Esri / geoportal-server-harvester

Metadata Harvester for Esri Geoportal Server
http://esri.github.io/geoportal-server/
Apache License 2.0
31 stars 25 forks source link

Feat/sdsc/folder big #76

Closed valentinedwv closed 6 years ago

valentinedwv commented 6 years ago

Split into smaller folders when harvest is large

pandzel-zz commented 6 years ago

David, I need a little bit of the information regarding the context of this pull request, like:

Looking forward for your input.

valentinedwv commented 6 years ago

If a harvest has 10's to 100'k records, storing in a single folder is a large performance hit, aka slow performance to list all files.

Limiting # files in folder to < 10k solves this issue.

hold on, not fully working.

valentinedwv commented 6 years ago

Sanitized file names

valentinedwv commented 6 years ago

ready

pandzel-zz commented 6 years ago

Looks like file LargeDataSetDirectoryAssigner class is/was part of another project authored by bozyurt on 12/1/15. Is there a reference to that project?
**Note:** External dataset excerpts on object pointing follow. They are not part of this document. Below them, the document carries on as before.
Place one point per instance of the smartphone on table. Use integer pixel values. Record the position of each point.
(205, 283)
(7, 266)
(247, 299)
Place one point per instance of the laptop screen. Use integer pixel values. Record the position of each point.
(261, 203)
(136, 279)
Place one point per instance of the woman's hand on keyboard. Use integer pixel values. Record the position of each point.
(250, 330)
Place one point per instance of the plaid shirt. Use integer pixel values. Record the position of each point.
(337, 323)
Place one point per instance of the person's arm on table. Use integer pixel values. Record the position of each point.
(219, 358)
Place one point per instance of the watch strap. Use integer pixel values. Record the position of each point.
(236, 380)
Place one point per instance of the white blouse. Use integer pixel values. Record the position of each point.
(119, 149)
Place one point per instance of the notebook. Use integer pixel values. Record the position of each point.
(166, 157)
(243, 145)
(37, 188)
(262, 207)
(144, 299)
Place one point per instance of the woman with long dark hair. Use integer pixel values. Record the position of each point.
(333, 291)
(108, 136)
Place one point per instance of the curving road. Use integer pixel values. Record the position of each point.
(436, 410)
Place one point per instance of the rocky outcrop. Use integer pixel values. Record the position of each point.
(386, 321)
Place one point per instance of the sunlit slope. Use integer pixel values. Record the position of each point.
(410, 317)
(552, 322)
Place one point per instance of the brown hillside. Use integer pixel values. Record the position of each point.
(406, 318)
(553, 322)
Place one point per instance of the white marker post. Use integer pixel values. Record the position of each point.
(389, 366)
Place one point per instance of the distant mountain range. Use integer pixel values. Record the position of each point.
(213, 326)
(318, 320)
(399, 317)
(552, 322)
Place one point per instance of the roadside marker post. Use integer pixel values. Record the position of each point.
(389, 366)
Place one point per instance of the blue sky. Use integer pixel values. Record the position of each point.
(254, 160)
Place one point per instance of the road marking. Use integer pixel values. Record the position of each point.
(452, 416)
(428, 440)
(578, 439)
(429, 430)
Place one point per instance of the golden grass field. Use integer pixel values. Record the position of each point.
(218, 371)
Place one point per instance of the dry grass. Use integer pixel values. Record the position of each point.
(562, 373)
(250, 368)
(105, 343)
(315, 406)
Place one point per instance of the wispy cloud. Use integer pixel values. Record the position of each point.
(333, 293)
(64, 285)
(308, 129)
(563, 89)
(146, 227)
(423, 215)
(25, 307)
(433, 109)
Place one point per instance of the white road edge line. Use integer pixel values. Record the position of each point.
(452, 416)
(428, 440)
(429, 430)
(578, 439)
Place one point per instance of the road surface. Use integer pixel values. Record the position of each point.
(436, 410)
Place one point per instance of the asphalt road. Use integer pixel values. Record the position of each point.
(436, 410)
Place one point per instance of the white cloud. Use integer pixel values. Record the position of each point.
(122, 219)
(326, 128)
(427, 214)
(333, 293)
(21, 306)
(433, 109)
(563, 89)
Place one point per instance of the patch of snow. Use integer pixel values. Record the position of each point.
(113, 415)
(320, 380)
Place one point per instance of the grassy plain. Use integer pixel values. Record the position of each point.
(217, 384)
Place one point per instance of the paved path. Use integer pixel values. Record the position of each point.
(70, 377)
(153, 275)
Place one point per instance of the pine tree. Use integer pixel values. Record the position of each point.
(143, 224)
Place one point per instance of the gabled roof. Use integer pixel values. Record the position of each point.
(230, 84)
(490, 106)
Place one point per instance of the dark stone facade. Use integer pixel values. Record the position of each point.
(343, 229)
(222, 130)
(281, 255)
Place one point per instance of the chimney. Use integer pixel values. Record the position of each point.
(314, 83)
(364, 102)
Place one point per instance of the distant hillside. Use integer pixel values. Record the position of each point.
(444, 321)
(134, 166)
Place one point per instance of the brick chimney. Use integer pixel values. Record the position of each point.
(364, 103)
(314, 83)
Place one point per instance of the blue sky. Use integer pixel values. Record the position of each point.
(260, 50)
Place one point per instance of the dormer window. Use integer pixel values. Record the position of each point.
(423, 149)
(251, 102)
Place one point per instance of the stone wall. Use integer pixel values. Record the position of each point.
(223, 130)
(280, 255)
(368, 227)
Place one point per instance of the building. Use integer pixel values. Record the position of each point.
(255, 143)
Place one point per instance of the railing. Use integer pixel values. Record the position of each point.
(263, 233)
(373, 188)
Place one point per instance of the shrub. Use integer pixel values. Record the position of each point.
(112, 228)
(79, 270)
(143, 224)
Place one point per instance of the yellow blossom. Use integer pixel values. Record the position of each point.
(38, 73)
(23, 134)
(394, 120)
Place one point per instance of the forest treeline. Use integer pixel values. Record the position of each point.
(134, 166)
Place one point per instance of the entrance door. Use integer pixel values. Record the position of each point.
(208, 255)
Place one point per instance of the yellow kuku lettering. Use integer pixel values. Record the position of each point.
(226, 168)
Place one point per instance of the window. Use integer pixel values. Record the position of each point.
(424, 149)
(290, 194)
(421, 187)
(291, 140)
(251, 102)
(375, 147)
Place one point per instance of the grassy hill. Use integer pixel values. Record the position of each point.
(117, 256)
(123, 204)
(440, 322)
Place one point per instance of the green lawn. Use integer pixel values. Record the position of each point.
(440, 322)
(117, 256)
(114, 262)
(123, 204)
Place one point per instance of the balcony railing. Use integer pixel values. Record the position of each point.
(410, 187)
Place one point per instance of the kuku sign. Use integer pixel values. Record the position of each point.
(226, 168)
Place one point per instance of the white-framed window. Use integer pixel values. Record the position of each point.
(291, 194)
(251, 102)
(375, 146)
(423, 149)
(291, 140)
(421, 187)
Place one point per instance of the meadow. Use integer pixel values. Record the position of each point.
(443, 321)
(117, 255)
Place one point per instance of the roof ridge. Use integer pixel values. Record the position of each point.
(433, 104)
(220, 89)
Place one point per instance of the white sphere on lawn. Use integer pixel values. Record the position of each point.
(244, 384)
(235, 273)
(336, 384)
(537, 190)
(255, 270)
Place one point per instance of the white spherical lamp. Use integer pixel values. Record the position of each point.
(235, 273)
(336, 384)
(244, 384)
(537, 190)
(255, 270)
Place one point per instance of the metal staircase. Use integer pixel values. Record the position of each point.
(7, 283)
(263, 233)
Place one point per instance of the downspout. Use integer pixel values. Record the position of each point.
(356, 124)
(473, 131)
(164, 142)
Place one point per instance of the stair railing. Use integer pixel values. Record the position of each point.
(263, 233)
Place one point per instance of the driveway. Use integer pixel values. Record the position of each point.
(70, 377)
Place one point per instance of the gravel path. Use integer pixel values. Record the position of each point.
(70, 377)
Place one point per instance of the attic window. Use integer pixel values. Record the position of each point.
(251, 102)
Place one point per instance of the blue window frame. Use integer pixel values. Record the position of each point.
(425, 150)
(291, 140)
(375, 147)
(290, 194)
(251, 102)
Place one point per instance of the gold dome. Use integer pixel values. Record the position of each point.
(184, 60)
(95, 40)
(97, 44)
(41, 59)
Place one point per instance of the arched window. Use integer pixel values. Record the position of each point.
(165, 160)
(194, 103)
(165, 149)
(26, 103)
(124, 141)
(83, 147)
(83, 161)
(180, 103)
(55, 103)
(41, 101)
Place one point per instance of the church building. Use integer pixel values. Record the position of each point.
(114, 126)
What is the license for that code?

valentinedwv commented 6 years ago

Is part of our processing pipeline: https://github.com/CINERGI/Foundry/blob/master/LICENSE.md

zguo commented 6 years ago

Thanks for the contribution, will it be possible to provide it under apache 2.0 license or BSD or MIT? As the product will be used by commercial users as well, the following language in the license would be a concern:

Permission to make commercial use of this software may be obtained by contacting: Technology Transfer Office 9500 Gilman Drive, Mail Code 0910 University of California La Jolla, CA 92093-0910 (858) 534-5815invent@ucsd.edu

Thanks,

valentinedwv commented 6 years ago

Apache 2 is fine

zguo commented 6 years ago

great, thanks!